Shameless funds charge too much

Mutual funds are one of the most important innovations of all time for individual investors, allowing them to obtain wide diversification and professional investment management at reasonable cost. That makes it the more shameful that large portions of the mutual fund industry continue to exploit shareholders with excessive costs, while delivering below-average returns.

Some fund companies offer very inexpensive products. Investors in funds offered by Vanguard, TIAA-CREF, Dimensional Fund Advisors, and others can buy into the stock and bond markets at the same low cost enjoyed by large institutional investors.

Other mutual fund companies are hurting their investors by offering funds with high fees, suggests a recent study by Morningstar Inc., an independent rating service.

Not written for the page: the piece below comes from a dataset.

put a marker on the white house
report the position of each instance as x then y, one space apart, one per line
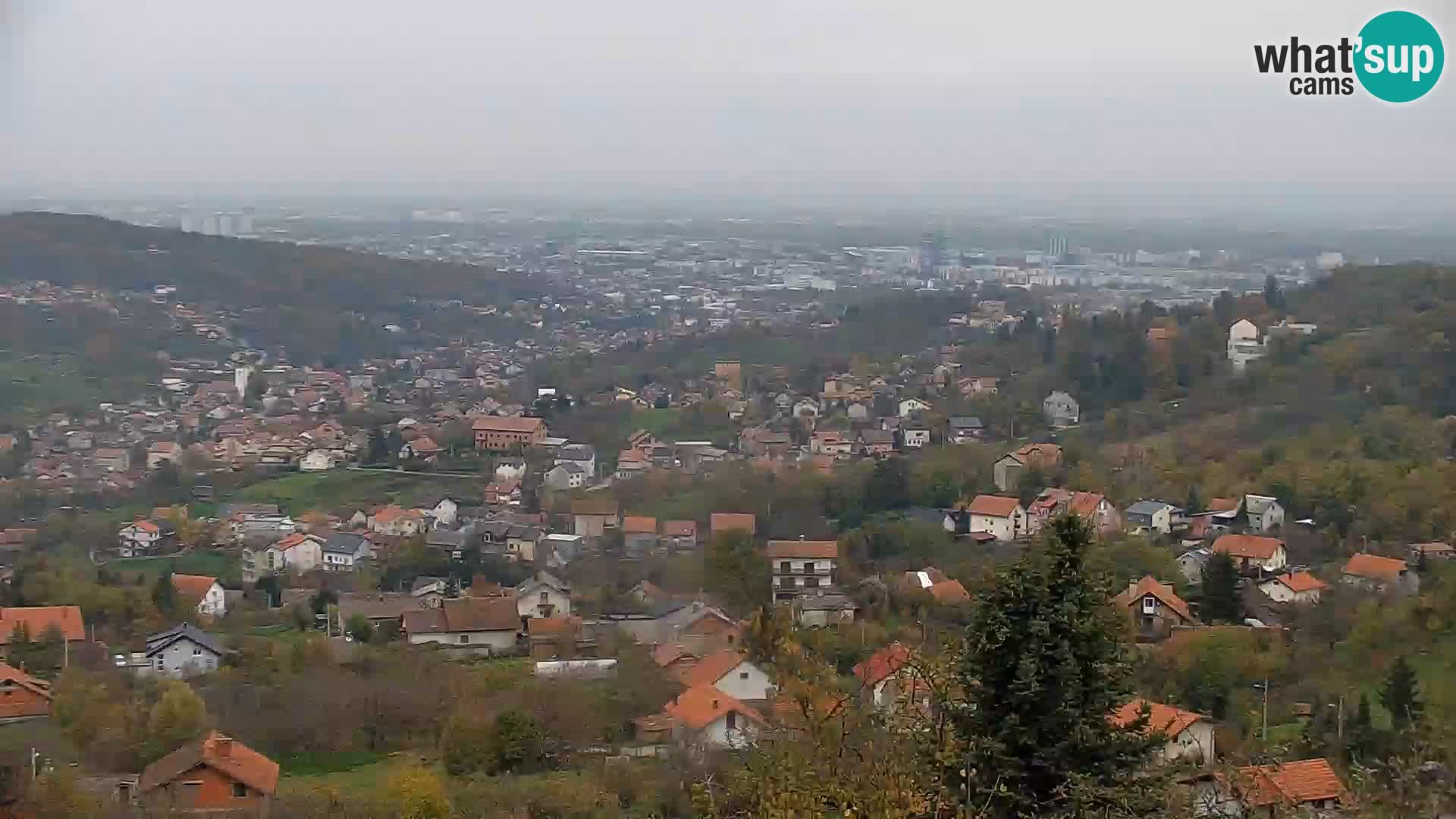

Costs are expressed by each fund’s expense ratio, which measures the expense of operating a fund—brokerage commissions, record keeping expenses, the portfolio manager’s salary—as a percentage of the assets of the fund.  Morningstar looked at all mutual funds with $100 million or more in assets during 2001 and found 30 that had annual expense ratios of 2% or greater, which is about double the industry average. By comparison, the lowest-cost mutual funds had expenses as low as 0.15%.

The study backs up a finding of much academic investment research: higher investment costs, on average, are accompanied by lower returns. Many of the 30 funds that had higher expenses did not perform as well as the average of their peer groups. For instance, the AIM Large Cap Opportunities Fund had an expense ratio of 2.34%, Morningstar said. (AIM disputes that figure. It estimates 2001 expenses at 2.12%.) The fund’s performance wasn’t so hot last year. The fund lost 26.6%, placing it in the 67th percentile of the large-cap-growth category, below average for all funds in that group.

Another fund with high expenses, the Kelmoore Strategy Fund, Class C Shares, had expenses of 2.41%, according to Morningstar. The fund invests in stocks, covered call options, and secured put options, placing it in the 97th percentile of Morningstar’s “hybrid” funds category last year. That was virtually the bottom of the heap as it lost 13.7%, following a loss of 15.1% the previous year.

Mutual fund investors cannot control the market’s investment results, but they can control their cost of investing. They should compare a fund’s expenses to its peers before taking the plunge. Funds with higher than average expenses should be avoided.
Every month Morningstar publishes a list of average expenses for dozens of fund categories. For instance, the most recent list shows that the average large company domestic stock fund has an expense ratio of 1.24%.

Other types of funds may have higher or lower expenses. It costs more to invest in small and international stocks, but investors still should not overpay. The average domestic small stock fund has an expense ratio of 1.41%, and the average large cap foreign fund has expenses of 1.65%, according to the most recent Morningstar survey.